URI:
       # taz.de -- Vertreibung aus dem bonbonbunten Kinder-Matriarchat
       
       > Am Thalia-Theater in Hamburg kreuzt Emre Akal Henrik Ibsens „Nora“ mit
       > der Emanzipationsgeschichte der blonden Anziehpuppe Barbie, wie Hollywood
       > sie jüngst in Szene setzte. Heraus kommt mit „Barrrbie ein Puppenheim“
       > ein unterhaltsamer Abend, der durchaus ernste Fragen stellt
       
   IMG Bild: „Mir geht’s blendend“-Lächeln und Plastik-Grillgut: Victoria Trauttmansdorff als Barbie
       
       Von Jens Fischer
       
       Am Ende steht Ibsen-Klassik: die Emanzipation der Nora, einer dieser
       emblematischen Frauenfiguren, überholten Macht- und Beziehungsstrukturen
       ausgesetzt. Zu Beginn aber gibt Darstellerin Victoria Trauttmansdorff den
       Gegenentwurf: die auf Konsum und Körper fixierte Barbie, bekannt aus – und
       zuletzt oscarausgezeichnet – Hollywood. Wie in Greta Gerwigs Film wird sie
       auch am Hamburger Thalia-Theater aus dem „Barbieverse“ in die reale Welt
       transferiert, hier eben in den Muff einer bürgerlichen Wohnküche.
       
       Emre Akal inszeniert den Weg aus dem bonbonbunten Kinder-Matriarchat, in
       dem Jungs wie Ken nur von den Blicken der Barbies leben, ins edelgraue
       Erwachsenen-Patriarchat, in dem Frauen nur Haushälterin sind und das
       Accessoire des Geldverdieners. Ist das eine Entwicklung, oder sind es
       vielmehr These und Antithese, die nach einem dialektischen Fortschritt
       verlangen? Für solche Überlegungen reicht Ibsens Stücktext von 1879 nicht.

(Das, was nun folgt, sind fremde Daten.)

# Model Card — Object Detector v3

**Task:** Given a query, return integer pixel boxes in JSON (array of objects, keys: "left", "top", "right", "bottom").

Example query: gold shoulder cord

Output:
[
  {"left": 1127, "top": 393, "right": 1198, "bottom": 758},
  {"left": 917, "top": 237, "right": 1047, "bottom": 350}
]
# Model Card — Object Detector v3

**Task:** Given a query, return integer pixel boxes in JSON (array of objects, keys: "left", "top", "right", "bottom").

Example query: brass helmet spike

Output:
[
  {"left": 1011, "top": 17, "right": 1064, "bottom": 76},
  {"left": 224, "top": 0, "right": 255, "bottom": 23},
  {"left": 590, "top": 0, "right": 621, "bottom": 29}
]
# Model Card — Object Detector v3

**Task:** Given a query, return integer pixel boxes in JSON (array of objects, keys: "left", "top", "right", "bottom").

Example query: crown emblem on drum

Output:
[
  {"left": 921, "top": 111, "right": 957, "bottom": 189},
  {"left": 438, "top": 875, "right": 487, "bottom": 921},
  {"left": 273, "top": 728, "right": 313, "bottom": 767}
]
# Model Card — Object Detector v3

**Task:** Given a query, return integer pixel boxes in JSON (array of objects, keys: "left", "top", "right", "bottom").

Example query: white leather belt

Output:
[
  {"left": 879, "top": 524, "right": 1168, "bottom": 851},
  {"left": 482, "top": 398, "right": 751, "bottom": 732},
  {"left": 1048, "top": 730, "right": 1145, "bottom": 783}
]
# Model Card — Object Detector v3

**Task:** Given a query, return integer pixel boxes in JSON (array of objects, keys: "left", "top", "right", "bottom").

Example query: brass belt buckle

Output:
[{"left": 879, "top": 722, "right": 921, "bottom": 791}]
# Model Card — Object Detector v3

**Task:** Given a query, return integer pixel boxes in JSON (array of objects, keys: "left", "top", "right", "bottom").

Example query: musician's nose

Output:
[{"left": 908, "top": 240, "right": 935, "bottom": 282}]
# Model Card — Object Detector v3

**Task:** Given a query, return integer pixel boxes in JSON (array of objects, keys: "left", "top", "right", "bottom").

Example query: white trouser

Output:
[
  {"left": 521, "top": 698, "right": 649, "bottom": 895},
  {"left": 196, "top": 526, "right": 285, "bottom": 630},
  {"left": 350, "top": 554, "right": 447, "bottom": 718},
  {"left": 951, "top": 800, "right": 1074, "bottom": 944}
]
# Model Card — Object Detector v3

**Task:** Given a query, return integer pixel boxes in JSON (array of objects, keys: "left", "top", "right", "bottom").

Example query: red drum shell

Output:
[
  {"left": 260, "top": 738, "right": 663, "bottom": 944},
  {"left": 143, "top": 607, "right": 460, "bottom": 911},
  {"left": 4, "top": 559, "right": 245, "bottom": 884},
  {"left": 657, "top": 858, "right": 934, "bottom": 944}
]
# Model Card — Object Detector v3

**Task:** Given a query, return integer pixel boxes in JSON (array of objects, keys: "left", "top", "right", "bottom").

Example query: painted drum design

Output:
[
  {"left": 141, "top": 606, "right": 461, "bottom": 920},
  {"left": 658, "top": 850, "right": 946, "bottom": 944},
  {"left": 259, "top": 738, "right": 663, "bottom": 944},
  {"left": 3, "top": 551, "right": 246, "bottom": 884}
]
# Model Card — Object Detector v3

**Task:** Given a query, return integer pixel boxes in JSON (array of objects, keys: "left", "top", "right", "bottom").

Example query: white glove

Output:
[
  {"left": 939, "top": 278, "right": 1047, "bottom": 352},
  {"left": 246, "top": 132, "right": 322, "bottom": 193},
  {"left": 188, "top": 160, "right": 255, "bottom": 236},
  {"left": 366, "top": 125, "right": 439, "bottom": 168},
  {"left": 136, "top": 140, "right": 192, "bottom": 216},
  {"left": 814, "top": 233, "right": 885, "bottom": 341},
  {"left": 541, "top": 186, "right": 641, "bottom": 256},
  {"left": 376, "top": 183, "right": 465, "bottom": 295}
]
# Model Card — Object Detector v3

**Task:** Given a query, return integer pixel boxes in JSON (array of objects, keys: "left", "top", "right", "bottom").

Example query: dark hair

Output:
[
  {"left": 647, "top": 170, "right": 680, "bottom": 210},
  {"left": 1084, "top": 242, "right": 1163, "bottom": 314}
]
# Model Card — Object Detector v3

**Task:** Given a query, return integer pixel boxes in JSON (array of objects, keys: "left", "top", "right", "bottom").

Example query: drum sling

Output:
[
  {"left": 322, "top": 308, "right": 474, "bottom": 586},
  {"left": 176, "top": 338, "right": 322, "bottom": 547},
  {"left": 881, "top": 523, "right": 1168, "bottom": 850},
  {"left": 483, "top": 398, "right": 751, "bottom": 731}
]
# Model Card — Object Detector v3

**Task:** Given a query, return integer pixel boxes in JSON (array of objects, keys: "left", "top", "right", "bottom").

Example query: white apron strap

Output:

       Also skelettierte Akal die Vorlage und formulierte das Handlungsgerüst neu
       – in verspielt minimalistischem Comicblasen-Ping-Pong-Deutsch. Vorgetragen
       wird es in einem emotionslosen Duktus, als wäre das Ensemble selbst in
       Plastik gegossene Figuren.
       
       ## Eine perfekte Oberflächenwelt
       
       Lahra Roswags Bühnenbild zeigt die perfekten Oberflächen einer
       Oberflächenwelt, perfekt, um darin ein perfektes Leben zu führen. Auf weiße
       Projektionswände werfen dazu die digital malenden Cousins Mehmet und Kazim
       Akal, dieser wiederum ein Bruder des Regisseurs, ihre Bilder: eine
       pinkfarbene Barbie-Traumhauswelt, dreidimensional in den Raum hineinwirkend
       und kulissenartige Tableaus schaffend, zudem wie VR-Videos animiert und
       unterlegt mit technopoppiger Gruselfilmmusik.
       
       Analog auf der Bühne stehen Barbie-Sitzmöbel, -Grill und -Kuschelhund. Zwei
       Kinder spielen mit Barbies und lernen dabei sprechen. Immerhin sind die
       Puppen ihrem Hersteller zufolge auch dafür gedacht, verantwortungsvolles
       Erwachsenenleben einzuüben. Und schon zeigt sich Barbie in einigen Berufen,
       für die dann Kostüme erworben werden können: Politikerin, Ärztin, Pilotin,
       Bauarbeiterin und Bankdirektorin. Dazu lässt Akal verlautbaren, Barbie sei
       „dem Luxus verfallen. Am Bargeld vergeilt“, aber auch „immer wunderschön“.
       
       Nach und nach verwandelt sich die vermeintliche Idylle in die Albtraumwelt
       der Ibsen-Nora, zu der Victoria Trauttmansdorffs Barbie auch langsam
       de-/regeneriert. Sie behauptet aber weiter das „Mir geht’s
       blendend“-Lächeln und sucht ihr Klischee-Sein zu retten: „Hier geht’s allen
       immer gut! Hier gibt es nur Gut!“ Bei jedem Szenenwechsel wehrt sich die
       Inszenierung dagegen mit kleinen Fehlern: Zeitrafferbewegungen der Figuren
       zu weißem Rauschen – alle sind halt doch nur Puppen im kapitalistischen
       Spiel des Lebens. Und sie brauchen Störung, um Möglichkeiten zu entdecken.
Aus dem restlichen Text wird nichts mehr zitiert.